Putin Listening to Both Party of War and Party of Peace within His Regime, Felgengauer Says


Paul Goble

            Staunton, March 31 – Vladimir Putin is listening both to “a peace party” within his administration and “a war party,” responding positively first to the appeals of the first that Russia cannot afford an arms race and saying there won’t be one and then positively to the arguments of the second that Russia must be ready to defend itself, according to Pavel Felgengauer.

            The peace party, which includes Finance Minister Anton Siluanov, Central Bank chief Elvira Nabiullina, Presidential assistant Andrey Belousov, and former Finance Minister Aleksey Kudrin, argues that Russia must cut military spending to meet social needs and thus must reduce tensions with the West, the military expert says (apostrophe.ua/article/world/ex-ussr/2018-03-31/v-okrujenii-putina-vedut-borbu-dve-partii-a-zapad-gotovitsya-k-dolgoy-voyne/17706).

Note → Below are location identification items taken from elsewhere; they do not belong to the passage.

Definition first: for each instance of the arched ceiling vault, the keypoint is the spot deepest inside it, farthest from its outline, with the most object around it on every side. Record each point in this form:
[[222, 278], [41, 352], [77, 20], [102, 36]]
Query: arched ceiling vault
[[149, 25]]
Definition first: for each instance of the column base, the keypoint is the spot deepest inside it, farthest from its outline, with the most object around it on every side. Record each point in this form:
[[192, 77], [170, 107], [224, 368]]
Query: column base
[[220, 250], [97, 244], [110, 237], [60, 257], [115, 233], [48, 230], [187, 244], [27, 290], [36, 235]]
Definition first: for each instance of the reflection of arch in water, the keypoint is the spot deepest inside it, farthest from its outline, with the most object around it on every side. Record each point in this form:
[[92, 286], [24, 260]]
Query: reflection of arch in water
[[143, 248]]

            Without such steps, they say, “the economy simply won’t grow.” On occasion, Putin has appeared to agree with them, saying in response to the new tough line from Washington that Russia “will not be dragged into an arms race [because] we are smarter than that. But,” Felgengauer continues, “this means nothing.”

            The war party in contrast is extremely powerful and has won many battles for the Russian president’s soul.  It argues that Russia must re-arm because it is “surrounded by enemies” who may attack at any moment” because “the threat of such action is growing. There is no other way to block the aggression of America except with murderous new kinds of arms.”

            They also dismiss arguments that defense spending killed the USSR and could kill Russia. That is possible but it won’t happen tomorrow or indeed anytime soon as long as Russia has oil, gas, metals and so on to sell. These things “will always have value;” and consequently, the economy may not be growing but under conditions of stagnation, “it is possible to live.”

            Some military projects may have to be delayed or even cancelled because there isn’t enough money.  But it is clear that Russia is now spending approximately five to six percent of GDP on its military, approximately what Israel and Ukraine do, far more than the Europeans although somewhat less than the Americans.

            Putin “balances between” these two, saying “yes, we must spend everything on people … and at the same time saying we must be well defended.” Felgengauer says that he personally “doesn’t know how these things can be combined.” But the debate can go on for sometime as Russia is going to survive for a long time yet unless something unexpected happens.

            The independent Russian military analyst concludes by noting that he just returned from a conference in Vilnius on international security where Western participants suggested that the conflict with Russia “will last another two generations, that is 50 years.” And this suggests that the West is ready for “a long cold war.”

            And in this second cold war, Felgengauer continues, Ukraine is going to be on the front lines much as West Berlin was in the first – “or even worse like Vietnam or Afghanistan,” places where the two sides in the earlier conflict tested themselves.